Yamada speculated that Robidou apparently did not have time to make a mayday call, suggesting that a rogue wave could have suddenly flipped the boat.

Kingfisher owner Seth Bone has been in the business for at least 40 years and is well-known and reputable, Yamada said.

Kingfisher Charters has declined to respond to questions outside a statement released Wednesday saying the company is “devastated by the loss of the guests and captain of the Awakin” and is fully cooperating with an investigation it hopes “furnishes answers to the questions as to how it occurred.”

Yamada owns a lodge in Juneau, Alaska. Some businesses, like his, own all their fishing vessels, while others, like Kingfisher, contract with independent boat owners.

It takes serious effort to get a captain’s license, Yamada said, and the process involves an exam covering navigation and safety as well as 360 days of experience on the water. Because you can’t be on the water year-round in Alaska, it usually takes three summers, he said.

“It’s not as if you just come off the street and get a license,” Yamada said. “It takes some time.”

A license has to be renewed every five years.

Given the vast numbers of people who go out on charter boats in southeast Alaska every late spring to fall, the lack of prior accidents in the industry indicates it has a good safety record, said Michael Schneider, an Anchorage, Alaska, personal injury attorney who litigates fishing accidents.
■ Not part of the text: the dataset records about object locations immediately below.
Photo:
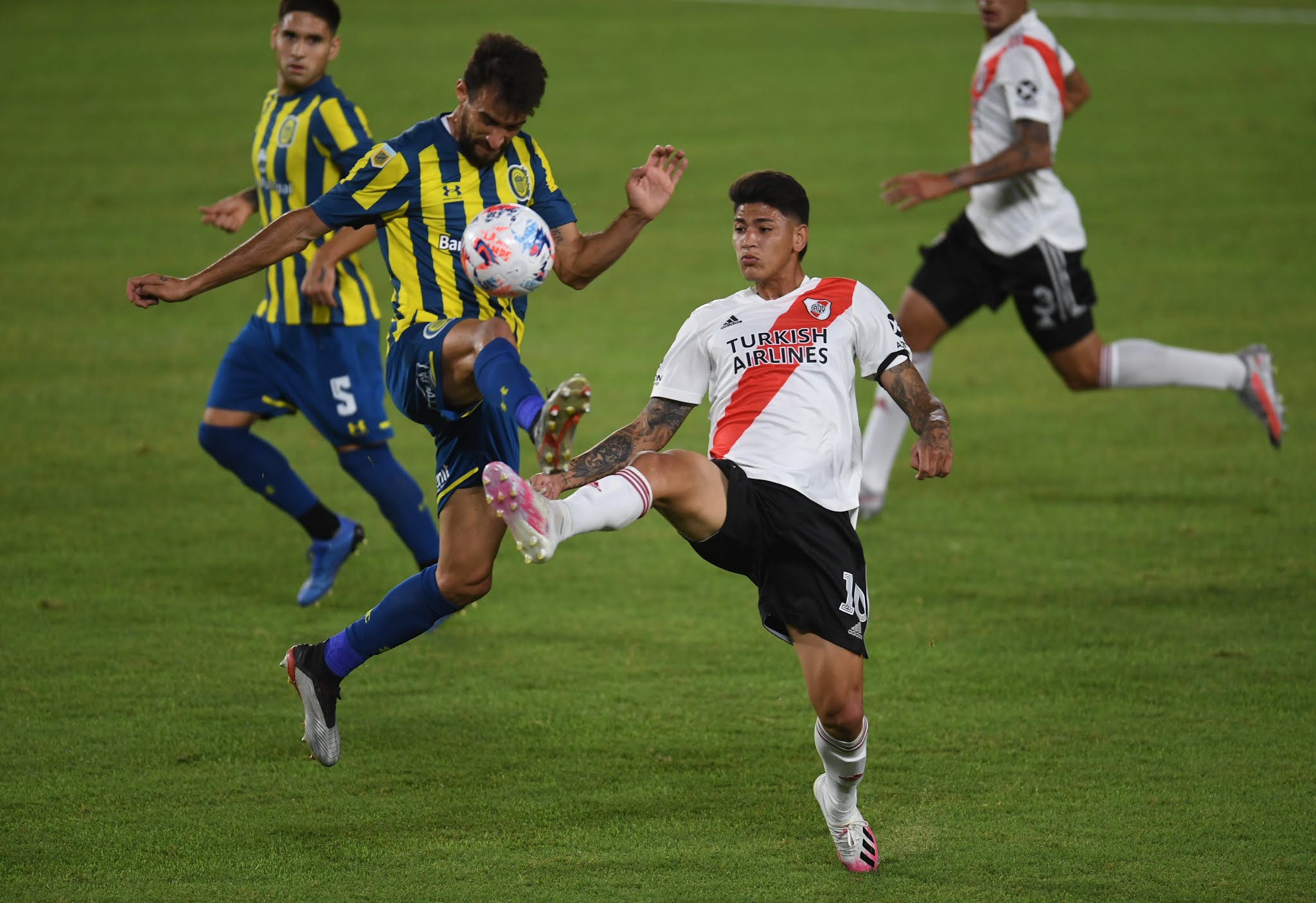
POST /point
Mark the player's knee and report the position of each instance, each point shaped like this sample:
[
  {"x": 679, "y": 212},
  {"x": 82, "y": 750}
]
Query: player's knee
[
  {"x": 1082, "y": 377},
  {"x": 463, "y": 585},
  {"x": 212, "y": 437},
  {"x": 842, "y": 718},
  {"x": 491, "y": 330}
]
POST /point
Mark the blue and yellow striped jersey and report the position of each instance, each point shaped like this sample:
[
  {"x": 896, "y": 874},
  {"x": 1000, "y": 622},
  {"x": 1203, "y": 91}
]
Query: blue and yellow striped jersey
[
  {"x": 303, "y": 145},
  {"x": 422, "y": 191}
]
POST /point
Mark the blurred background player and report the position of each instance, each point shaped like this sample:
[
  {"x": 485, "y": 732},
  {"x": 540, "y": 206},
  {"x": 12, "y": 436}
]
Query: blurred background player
[
  {"x": 453, "y": 357},
  {"x": 315, "y": 349},
  {"x": 1022, "y": 236},
  {"x": 770, "y": 501}
]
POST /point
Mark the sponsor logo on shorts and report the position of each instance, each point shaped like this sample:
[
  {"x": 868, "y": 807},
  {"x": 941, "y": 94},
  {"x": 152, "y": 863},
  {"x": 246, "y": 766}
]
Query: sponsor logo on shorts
[{"x": 425, "y": 384}]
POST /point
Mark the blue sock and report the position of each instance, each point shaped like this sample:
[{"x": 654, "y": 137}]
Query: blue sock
[
  {"x": 503, "y": 379},
  {"x": 405, "y": 612},
  {"x": 398, "y": 497},
  {"x": 258, "y": 465}
]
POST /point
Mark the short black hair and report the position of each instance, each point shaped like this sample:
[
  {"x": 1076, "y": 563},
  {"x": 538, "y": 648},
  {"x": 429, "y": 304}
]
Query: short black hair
[
  {"x": 325, "y": 10},
  {"x": 513, "y": 71},
  {"x": 777, "y": 190}
]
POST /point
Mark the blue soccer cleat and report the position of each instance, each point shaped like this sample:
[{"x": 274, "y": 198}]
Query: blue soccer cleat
[{"x": 326, "y": 557}]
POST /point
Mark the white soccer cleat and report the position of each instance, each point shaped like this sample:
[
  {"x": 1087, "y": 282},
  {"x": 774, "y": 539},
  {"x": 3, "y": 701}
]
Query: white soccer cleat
[
  {"x": 555, "y": 429},
  {"x": 1258, "y": 391},
  {"x": 527, "y": 514},
  {"x": 856, "y": 845}
]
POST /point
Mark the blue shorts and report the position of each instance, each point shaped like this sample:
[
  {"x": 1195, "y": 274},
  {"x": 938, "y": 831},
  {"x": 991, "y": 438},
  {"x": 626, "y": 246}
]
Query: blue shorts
[
  {"x": 331, "y": 374},
  {"x": 465, "y": 439}
]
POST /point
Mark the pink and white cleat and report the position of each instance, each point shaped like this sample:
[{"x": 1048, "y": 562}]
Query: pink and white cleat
[
  {"x": 524, "y": 511},
  {"x": 856, "y": 845}
]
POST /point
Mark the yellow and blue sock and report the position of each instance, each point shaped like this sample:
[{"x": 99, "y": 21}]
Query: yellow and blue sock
[
  {"x": 503, "y": 379},
  {"x": 399, "y": 498},
  {"x": 409, "y": 609}
]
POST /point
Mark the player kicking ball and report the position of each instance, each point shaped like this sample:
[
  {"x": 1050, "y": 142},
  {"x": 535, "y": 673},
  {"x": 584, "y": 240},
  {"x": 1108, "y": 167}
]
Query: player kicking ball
[{"x": 777, "y": 497}]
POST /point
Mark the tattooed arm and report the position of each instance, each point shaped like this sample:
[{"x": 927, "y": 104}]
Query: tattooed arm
[
  {"x": 1032, "y": 150},
  {"x": 580, "y": 258},
  {"x": 649, "y": 432},
  {"x": 932, "y": 453}
]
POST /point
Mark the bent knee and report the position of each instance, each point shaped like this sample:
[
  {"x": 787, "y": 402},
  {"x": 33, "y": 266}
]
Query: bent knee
[
  {"x": 842, "y": 718},
  {"x": 1080, "y": 379},
  {"x": 491, "y": 330},
  {"x": 462, "y": 586}
]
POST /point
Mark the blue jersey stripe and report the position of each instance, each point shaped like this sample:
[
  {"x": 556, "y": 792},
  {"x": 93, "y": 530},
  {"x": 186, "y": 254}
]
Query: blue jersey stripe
[{"x": 295, "y": 174}]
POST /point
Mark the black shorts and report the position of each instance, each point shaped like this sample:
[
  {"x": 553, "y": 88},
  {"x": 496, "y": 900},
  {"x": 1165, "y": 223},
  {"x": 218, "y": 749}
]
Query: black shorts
[
  {"x": 806, "y": 560},
  {"x": 1053, "y": 291}
]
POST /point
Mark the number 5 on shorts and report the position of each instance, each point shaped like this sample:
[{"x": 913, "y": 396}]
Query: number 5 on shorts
[{"x": 341, "y": 389}]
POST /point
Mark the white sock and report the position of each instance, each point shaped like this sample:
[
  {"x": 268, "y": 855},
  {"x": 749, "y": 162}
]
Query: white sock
[
  {"x": 844, "y": 762},
  {"x": 885, "y": 432},
  {"x": 610, "y": 505},
  {"x": 1139, "y": 362}
]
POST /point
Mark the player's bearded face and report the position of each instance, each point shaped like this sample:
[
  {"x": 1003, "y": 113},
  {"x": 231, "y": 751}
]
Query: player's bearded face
[
  {"x": 303, "y": 45},
  {"x": 486, "y": 125},
  {"x": 765, "y": 241},
  {"x": 999, "y": 15}
]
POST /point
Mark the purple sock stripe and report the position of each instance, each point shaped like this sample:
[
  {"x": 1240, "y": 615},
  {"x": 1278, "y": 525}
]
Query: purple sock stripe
[{"x": 340, "y": 657}]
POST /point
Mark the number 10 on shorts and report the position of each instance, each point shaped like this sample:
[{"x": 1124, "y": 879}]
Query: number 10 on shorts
[{"x": 856, "y": 603}]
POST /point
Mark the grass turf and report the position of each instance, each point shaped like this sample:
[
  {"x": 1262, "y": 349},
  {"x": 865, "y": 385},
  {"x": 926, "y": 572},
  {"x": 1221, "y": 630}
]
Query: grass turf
[{"x": 1091, "y": 670}]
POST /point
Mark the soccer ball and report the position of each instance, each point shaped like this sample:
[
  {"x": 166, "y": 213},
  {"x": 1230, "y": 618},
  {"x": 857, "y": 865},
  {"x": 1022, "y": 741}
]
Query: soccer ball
[{"x": 507, "y": 251}]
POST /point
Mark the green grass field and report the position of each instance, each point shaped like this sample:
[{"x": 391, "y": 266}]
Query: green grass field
[{"x": 1091, "y": 669}]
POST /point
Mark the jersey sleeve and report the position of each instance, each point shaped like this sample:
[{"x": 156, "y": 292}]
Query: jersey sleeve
[
  {"x": 1067, "y": 64},
  {"x": 382, "y": 186},
  {"x": 547, "y": 199},
  {"x": 342, "y": 132},
  {"x": 878, "y": 340},
  {"x": 683, "y": 373},
  {"x": 1031, "y": 93}
]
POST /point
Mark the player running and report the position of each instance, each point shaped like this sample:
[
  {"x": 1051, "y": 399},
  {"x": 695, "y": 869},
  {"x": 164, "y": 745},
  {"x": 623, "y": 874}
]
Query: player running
[
  {"x": 1022, "y": 236},
  {"x": 776, "y": 497},
  {"x": 453, "y": 352},
  {"x": 310, "y": 348}
]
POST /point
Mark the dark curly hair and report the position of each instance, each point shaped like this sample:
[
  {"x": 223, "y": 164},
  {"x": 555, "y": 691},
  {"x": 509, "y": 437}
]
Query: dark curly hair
[
  {"x": 325, "y": 10},
  {"x": 510, "y": 67},
  {"x": 777, "y": 190}
]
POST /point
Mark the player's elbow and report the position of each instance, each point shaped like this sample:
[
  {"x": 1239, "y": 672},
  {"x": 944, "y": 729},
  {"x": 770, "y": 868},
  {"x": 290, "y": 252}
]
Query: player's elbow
[{"x": 577, "y": 281}]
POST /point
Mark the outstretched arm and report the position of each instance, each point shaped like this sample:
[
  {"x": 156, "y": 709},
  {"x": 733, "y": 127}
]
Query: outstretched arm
[
  {"x": 287, "y": 235},
  {"x": 1032, "y": 150},
  {"x": 932, "y": 453},
  {"x": 1076, "y": 93},
  {"x": 231, "y": 212},
  {"x": 582, "y": 257},
  {"x": 649, "y": 432},
  {"x": 323, "y": 274}
]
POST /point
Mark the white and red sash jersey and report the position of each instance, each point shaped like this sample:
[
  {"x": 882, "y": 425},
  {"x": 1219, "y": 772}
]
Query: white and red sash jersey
[
  {"x": 779, "y": 378},
  {"x": 1020, "y": 75}
]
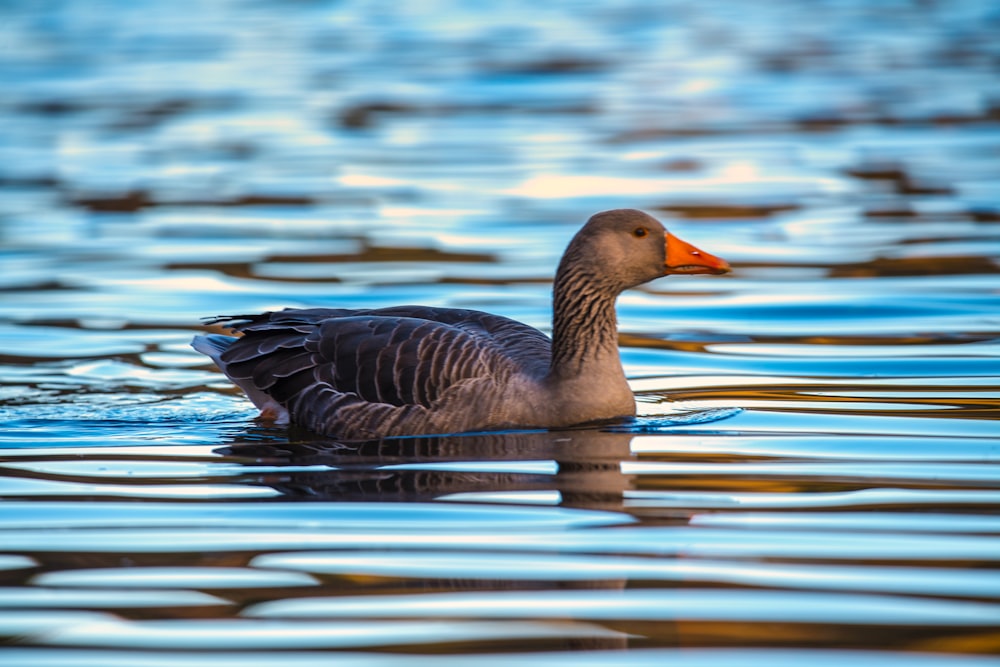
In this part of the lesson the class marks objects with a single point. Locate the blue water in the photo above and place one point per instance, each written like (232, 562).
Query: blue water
(812, 477)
That said, he added: “People need to know going in that it’s the real deal up here. The water is deep and cold and bad things can happen. And when they do, they typically happen very, very quickly.”

Robidou had been fishing for several years, according to posts and comments on his social media pages. One said he had previously captained a different boat for Kingfisher Charters. Robidou’s family did not respond to messages seeking comment.

Robidou was “the nicest, quietest, friendliest young fellow you’ve ever seen,” said Thad Poulson, editor of the Daily Sitka Sentinel newspaper, where Robidou once worked as a press operator.